Mamá sighs with relief

She shakes her head when one channel 

rally-cries the border! the border! 

It’s never the northern, says my sister on the opposite couch. 

My sister who takes after babcia, not abuela.

Honey brown hair, button nose, even 

her folded hands as she sleeps. Not 

mamá’s black halo, large eyes. Echoes 

of pogrom and wheat not conquista and maíz. 

Once, with my sister in the stroller, 

a neighbor leaned in and whispered to mamá, 

Is she his? Another time someone asked 

if she was babysitting. Love was not the only reason 

mamá kept papa’s photo in her wallet. 

When another channel reveals who the gunman 

targeted in that Walmart, mamá shuts off the news 

and looks at my sister. I’m glad, mamá says. 

My sister looks up from her phone. 

I’m so glad you don’t look like me

Subtitles

Scene opens: I am five years old sitting 

beneath the magenta and cyan swirls 

of the amates hanging in our living room. 

So much luster on something so withered. 

Three paintings like sentinels watching 

a son in a strange land learn about his 

mamá’s homeland while watching Donald Duck 

galavant through Mexico with Panchito Pistoles, 

a red rooster in sombrero and chaleco de charro. 

In one scene, a dancer whirls in a dress 

of red and pink blossoms on black. 

The shivering marimbas in minor waltz 

is my favorite melody. I ask mamá to name it 

and she answers, La Sandunga, and I love 

how the name undulates on my tongue, 

a name that, in mamá’s voice, reverbs with ancestors. 

Flashforward thirty years and that movie starts 

with a disclaimer. I see another cartoon 

by the same studio but this time the story unfolds 

not through tourist eyes. Another familiar song plays. 

And when I say familiar, I mean like family. 
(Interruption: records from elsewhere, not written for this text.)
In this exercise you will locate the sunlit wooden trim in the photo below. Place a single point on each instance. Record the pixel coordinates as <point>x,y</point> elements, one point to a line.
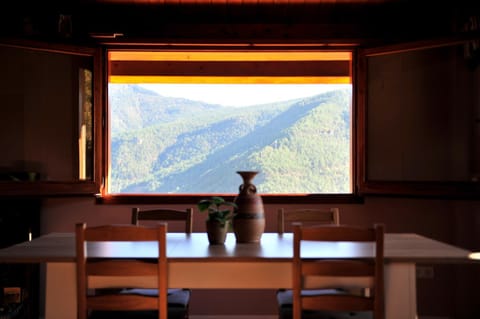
<point>230,79</point>
<point>237,2</point>
<point>228,56</point>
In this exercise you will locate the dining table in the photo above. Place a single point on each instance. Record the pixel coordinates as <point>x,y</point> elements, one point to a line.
<point>267,264</point>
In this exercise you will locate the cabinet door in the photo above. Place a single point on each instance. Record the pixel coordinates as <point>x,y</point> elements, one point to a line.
<point>419,107</point>
<point>50,109</point>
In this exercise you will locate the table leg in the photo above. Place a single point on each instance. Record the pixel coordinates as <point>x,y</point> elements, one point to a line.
<point>400,291</point>
<point>60,291</point>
A matriarch sings La Llorona and it’s not 

background noise. 

  There is also a series 

streaming for children like I was: one foot here 

and another elsewhere. A fantasy 

series that supplants the fog of Medieval Europe 

with a Mesoamerican sun. No knights with steel 

but warriors with obsidian. No flitting fae but poised pantheons. 

Flashback: childhood going to the library on weekends. 

It was easy to find hardbacks of the tales papa 

would share from his armchair; legends that serfs 

would tell each other by hearths while winter roared outside. 

So much glossy paper and petrykivka of Baba Yaga, 

Prince Ivan, and Koschei. So much red and gold on black. 

When I looked for similar characters but with 

Spanish or pre-Columbian names, the cards 

in the catalog hissed into a silent moral. 

Of who can be the saved. The heroes. The miraculous. 

Bio

Eric Odynocki is a first-generation American writer whose parents come from Mexico and Ukraine. Eric’s work has been nominated for Best Small Fictions and has appeared in Jabberwock Review, The Brooklyn Review, PANK, and elsewhere. When not teaching Spanish or Italian, Eric is an MFA student at Stony Brook Southampton.